Несмотря на все это, а вернее, именно благодаря всем этим слухам, я окончательно решила бежать и предложила Марусе пробираться вместе в Варшаву.

- С ума сошла! С маленьким ребенком, нелегально через "зеленую границу", да еще, когда там убивают. Нет, я поеду тогда, когда получу официальный пропуск, - заявила она.

- Маруся, неужели ты не понимаешь, что нам даже показаться в какое-нибудь советское учреждение опасно, а о пропуске и мечтать нечего, - уговаривала я ее.

- Фр... фр... ничего подобного. Они должны мне дать пропуск. Я там живу; это мой дом, - упрямо твердила она.

- Все равно пропуска тебе не дадут.

- Ну, а без пропуска я не поеду.

"Храбрость" ее была основана на законном, при нормальных условиях, требовании пропуска на место постоянного жительства и к мужу. А мне куда и к кому? От Валентина Михайловича никаких вестей не было. Сознание этого ее привилегированного положения, по сравнению с моим, доставляло Марусе, как я, может и ошибочно, подозревала, некоторое удовольствие.

- Ну, хорошо, попробуем получить. Увидишь, - в отчаянии согласилась я.

- Лизка, скажи Даниле запрягать лошадей. Мы должны ехать в Сарны, - сказала я горничной.

Вернувшись, Лизка доложила:

- Барыня, Даныло сказал, что не поедет.

- Почему?

- Сами знаете: выездных лошадей забрали, а рабочие в поле.

- Скажи ему запрягать рабочих.

Войдя, через некоторое время, Лизка заявила, что Даныло не может и не хочет ехать.

- Ах, так... так вот вы какие.
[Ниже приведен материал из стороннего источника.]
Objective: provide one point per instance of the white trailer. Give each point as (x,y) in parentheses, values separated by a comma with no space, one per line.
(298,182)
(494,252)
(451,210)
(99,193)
Хорошо же, хорошо. Теперь-то мы узнали, как вы к нам относитесь. Если это вам так нравится, то мы пойдем пешком, - обиженно говорили мы.

Когда мы прошли уже около половины дороги, то услышали, что за нами тарахтит какой-то воз. Оглянулись, а это бедный Даныло поднял воротник, насунул на глаза шапку и трясется на простом возу, устланном соломою

- Садитесь, бареньки. Я что ж, я рад бы всей душой, да боюсь; из волости наказывали, чтобы я больше вас не возил.

В Сарнах, местном административном центре, мы узнали, где находится комиссариат. Подошли к воротам. Часовой остановил:

- Куда идете?

- К комиссару, товарищ, пропусти.

- Нельзя, никого не велено пропускать.

- Товарищ, нам очень надо по важному делу.

Разговорились с ним. Начали объяснять и рассказывать, что-то жалостливое, отчасти выдуманное.

- Ах, милые, думаете мне хочется вот здесь так стоять, хочется этой войны? А на что она мне сдалась. Я бы рад радешенек, как бы поскорее домой. И вы несчастливые и мы несчастные. Ну, ладно, проходите себе, - закончил солдатик, довольный, что ему удалось поговорить по душе.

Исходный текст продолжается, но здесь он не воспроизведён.